LinkHD

a versatile approach to integrate heterogeneous datasets

Laura Zingaretti & Yuliaxis Ramayo Caldas

m.lau.zingaretti@gmail.com

If you find our package useful, please cite:

Laura M Zingaretti, Gilles Renand, Diego P Morgavi, Yuliaxis Ramayo-Caldas, Link-HD: a versatile framework to explore and integrate heterogeneous microbial communities, Bioinformatics, https://doi.org/10.1093/bioinformatics/btz862

LinkHD is a general R software to integrate heterogeneous dataset focusing on micribial communities. LinkHD combines multivariate techniques to perform data integration with cluster and variable selection.

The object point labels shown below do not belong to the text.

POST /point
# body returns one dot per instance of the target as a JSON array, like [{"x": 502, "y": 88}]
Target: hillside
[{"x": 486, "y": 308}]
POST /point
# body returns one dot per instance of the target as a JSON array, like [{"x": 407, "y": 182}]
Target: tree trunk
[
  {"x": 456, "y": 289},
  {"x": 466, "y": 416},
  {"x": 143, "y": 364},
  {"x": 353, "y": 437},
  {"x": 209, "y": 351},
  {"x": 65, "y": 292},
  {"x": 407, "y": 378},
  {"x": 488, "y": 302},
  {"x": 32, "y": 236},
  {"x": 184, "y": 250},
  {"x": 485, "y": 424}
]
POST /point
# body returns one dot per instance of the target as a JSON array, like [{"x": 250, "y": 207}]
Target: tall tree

The method also allows us to study the relashionships between observations and features and to obtain enrichment taxa analysis.

Installation:

Clone the repository or

devtools::install_github(repo="lauzingaretti/LinkHD")

or from Bioconductor

if (!requireNamespace("BiocManager", quietly = TRUE))
    install.packages("BiocManager")

 #The following initializes usage of Bioc devel
BiocManager::install(version='devel')

BiocManager::install("LinkHD")

Usage

library(linkHD)

LinkHD capabilities were demostrated analizing public datasets from TARA Ocean expedition (https://oceans.taraexpeditions.org/en/m/about-tara/les-expeditions/tara-oceans/) and datasets from rumen metataxonomic communities (including bactera, archaea and protozoa data). Data can be loaded by the next command:

data(Rumynotipes)
#or
data(Tataoceans)

More examples and explanation of methods are available at: https://lauzingaretti.github.io/LinkHD-examples/

Missing data imputation

we have added a function to impute missing values in raw data. Note that this function should be used before any data transformation!

In fact, the process should be the following:

#dir where data are stored
setwd('dir')
Data<-ReadData()
Out<-Na_inspect(Data)
# if some of your data contains NA, you can use impute_missing() for each data.frame, otherwise you can follow with the standard analysis.